Manitowoc has a pretty busy, diversified port for a smaller lakeshore community.
City of Manitowoc Harbor Master Paul Braun tells Seehafer News the 235,000 tons of product going out in 2021 was actually down from the previous year.
“2020 was 410,000 tons which coincides with record high water levels that year,” he explained. “And then of course had a lot of revetment stone that was being shipped out to other areas of the Great Lakes to protect the shoreline.”
Braun said they’ve been tracking tonnage numbers since 1993 and the last 29-year average is approximately 350,000 tons.
“So, we’re less than the average but again it’s very cyclical, based on high lake levels and the need for revetment stone,” he said. “But the one misleading thing with these reports is it only talks about tonnage.so if you have a lot of bulk products, if it’s salt or rock, or coal, those numbers are skewed.”
The local harbor master explains it doesn’t really talk about the value of the products.
Braun explained that “...when Crane 38 left last Memorial Day weekend that really doesn’t get reflected in here because even though it doesn’t get huge tonnage it is of huge value.
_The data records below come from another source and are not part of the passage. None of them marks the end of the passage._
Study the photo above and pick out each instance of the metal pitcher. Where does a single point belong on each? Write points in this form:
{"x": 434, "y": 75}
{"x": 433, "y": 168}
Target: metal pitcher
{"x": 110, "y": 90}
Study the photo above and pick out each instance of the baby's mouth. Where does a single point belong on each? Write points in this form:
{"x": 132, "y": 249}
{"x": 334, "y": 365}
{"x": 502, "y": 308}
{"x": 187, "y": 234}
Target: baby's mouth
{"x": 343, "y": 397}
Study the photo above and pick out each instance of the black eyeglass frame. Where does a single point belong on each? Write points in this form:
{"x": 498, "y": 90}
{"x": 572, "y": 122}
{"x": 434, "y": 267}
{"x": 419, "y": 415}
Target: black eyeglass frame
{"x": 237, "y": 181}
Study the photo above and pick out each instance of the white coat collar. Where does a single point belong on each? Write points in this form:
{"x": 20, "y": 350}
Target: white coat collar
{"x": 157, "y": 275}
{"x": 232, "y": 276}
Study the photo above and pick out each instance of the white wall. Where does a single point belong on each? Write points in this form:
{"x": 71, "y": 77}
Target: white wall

Or, for Burger Boat if there’s a yacht built in port and it’s transferred out the tonnage reflects a (major) value, but the tonnage isn’t there.”
He also told us an Army Corps of Engineers economist in Chicago was “surprised” at the amount of unique products that come out of the Manitowoc port, ranging from wind turbine towers, to cement, to Burger Boat yachts, to Kona Cranes, to Briess Malting.